And the Worm turns once again. The WormGPT that is.
In the summer of 2023, WormGPT had a short run as an uncensored GenAI tool on Hack Forums before one of its creators shut it down.
But that didn’t stop its variants from springing up in BreachForums like nightcrawlers, much to an angler’s delight, after a summer rain. Now, Cato CTRL has discovered previously unreported WormGPT variants, but with a twist — they are powered by xAI’s Grok and Mistral AI’s Mixtral.
Clearly, early on, threat actors caught onto the potential of large language models (LLMs) to be used maliciously.
You may remember that WormGPT was based on the open-source LLM GPT-J and, according to Cato CTRL, pricing ranged from €60 to €100 per month, or €550 per year. Those who partook could also opt for a private setup for a cool €5,000.
In the wake of WormGPT’s emergence and shutdown, other malicious LLMs emerged. But beyond that, “the trend of threat actors attempting to jailbreak legitimate LLMs like ChatGPT and Google Bard/Gemini to circumvent their safety measures also gained traction,” says Cato CTRL. And researchers found “indications that threat actors are actively recruiting AI experts to develop their own custom uncensored LLMs tailored to specific needs and attack vectors.”
As Trey Ford, Bugcrowd CISO, says, we should “fully expect GenAI to be abused in this manner, the use of local and open-weight LLMs in a jailbroken manner, where prompts and outputs are effectively jailbroken, on the regular.”
The WormGPT variants’ proliferation clearly “LLM guardrails are not perfect,” says Margaret Cunningham, director, security & AI strategy at Darktrace. “As we’ve seen with WormGPT and similar findings like HiddenLayer’s universal jailbreak technique, threat actors will continue to find creative ways to skirt safeguards, expose system prompts and remove censorship.”
Noting that “WormGPT became a brand name for uncensored LLMs that can be leveraged by threat actors in their offensive operations,” Cato CTRL discovered two new variants—“xzin0vich” and “keanu”—that emerged in late 2024 and early 2025, more than a year after WormGPT was shuttered.
“Hundreds of uncensored LLMs exist in Dark Web communities. Many of them are labeled “WormGPT” as a means of convenience, just like Americans say Kleenex for a facial tissue, even though the first is actually a brand versus the true item — a tissue,” says Dave Tyson, Chief Intelligence Officer at Apollo Information Systems, who’s not “especially surprised” to see WormGPT source code’s “dominance as a term or as backend code.”
Virtually any model could be used behind the scenes, taking advantage of “a barrier of isolation between the AI and actual user” who has a query in a chat channel and that “allows criminals to provide a service to customers.”

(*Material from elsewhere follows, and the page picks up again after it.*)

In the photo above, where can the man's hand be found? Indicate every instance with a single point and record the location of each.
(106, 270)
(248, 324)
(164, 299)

As it turns out, xzin0vich-WormGPT is powered by Mixtral, while the keanu variant is powered by Grok.
Indeed, “the evolution of WormGPT reveals a significant shift from its original GPT-J-based incarnation,” the researchers wrote.
They are “not bespoke models built from the ground up, but rather the result of threat actors skillfully adapting existing LLMs.” Their creators manipulate system prompts “and potentially [employ] fine-tuning on illicit data [to] offer potent AI-driven tools for cybercriminal operations under the WormGPT brand.”
That concerns Stephen Kowski, field CTO at SlashNext Email Security, who says that organizations now “need to think beyond just blocking known bad tools and start looking at how AI-generated content behaves, regardless of which platform created it.”
Subscription models, too, are troubling because they “significantly lower the barrier to entry for threat actors, allowing them to leverage these tools without needing the technical skills to develop them themselves,” says Cunningham.
Ford cautions not to malign GPT itself — it “isn’t the malicious actor,” rather that honor falls to the “miscreant using and abusing the tooling.”